Step 5 — Submit to Google Search Console and deploy a static fallback

Submit the sitemap via the Search Console API immediately after each deployment so Google picks up structural changes without waiting for the next organic crawl:

# Requires gcloud CLI authenticated to a service account with Search Console permissions
gcloud auth print-access-token | xargs -I TOKEN curl -X PUT \
  "https://www.googleapis.com/webmasters/v3/sites/https%3A%2F%2Fyoursite.com%2F/sitemaps/https%3A%2F%2Fyoursite.com%2Fsitemap.xml" \
  -H "Authorization: Bearer TOKEN"

Then deploy a static fallback so that if the dynamic origin goes down, Googlebot still gets a valid sitemap:

# Build and upload the fallback during CI, triggered on every successful main-branch build
curl -s https://yoursite.com/sitemap.xml -o sitemap-fallback.xml
xmllint --noout sitemap-fallback.xml && echo "Fallback is valid"
# Upload sitemap-fallback.xml to your CDN/object storage here

Wire middleware to route /sitemap.xml to sitemap-fallback.xml whenever the dynamic origin returns 5xx or times out. Target a fallback activation time under 2 seconds.

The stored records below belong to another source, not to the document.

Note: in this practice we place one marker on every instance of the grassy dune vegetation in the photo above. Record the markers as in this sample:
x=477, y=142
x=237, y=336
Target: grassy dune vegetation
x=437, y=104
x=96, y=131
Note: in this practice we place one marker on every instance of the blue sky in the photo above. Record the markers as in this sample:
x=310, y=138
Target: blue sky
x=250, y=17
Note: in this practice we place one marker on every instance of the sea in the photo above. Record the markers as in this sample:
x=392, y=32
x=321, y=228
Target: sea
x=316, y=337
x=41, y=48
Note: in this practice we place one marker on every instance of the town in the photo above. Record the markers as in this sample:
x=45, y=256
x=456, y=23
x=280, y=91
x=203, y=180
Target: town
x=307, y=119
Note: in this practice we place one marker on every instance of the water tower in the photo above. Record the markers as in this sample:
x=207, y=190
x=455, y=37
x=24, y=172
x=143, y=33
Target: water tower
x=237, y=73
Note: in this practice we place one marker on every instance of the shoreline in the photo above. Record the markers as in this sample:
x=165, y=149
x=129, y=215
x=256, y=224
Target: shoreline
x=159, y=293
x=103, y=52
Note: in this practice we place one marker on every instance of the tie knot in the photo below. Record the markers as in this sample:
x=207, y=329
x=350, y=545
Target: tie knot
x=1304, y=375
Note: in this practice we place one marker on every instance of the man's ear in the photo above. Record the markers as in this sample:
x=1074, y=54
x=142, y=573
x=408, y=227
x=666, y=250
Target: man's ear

Here is the complete pipeline in one diagram:

SEO impact summary

What improves:

Googlebot discovers new and updated URLs within the ISR revalidation window (≤ 1 hour by default) rather than waiting for the next full crawl cycle.
Edge caching eliminates origin pressure during bot traffic spikes, keeping Time to First Byte under 100 ms for the sitemap response.
Filtering drafts and noindex routes before serialization prevents wasted crawl budget on non-indexable pages.

What breaks if misconfigured:

Missing s-maxage causes every Googlebot request to hit the CMS API, risking rate-limit errors that return partial or empty XML.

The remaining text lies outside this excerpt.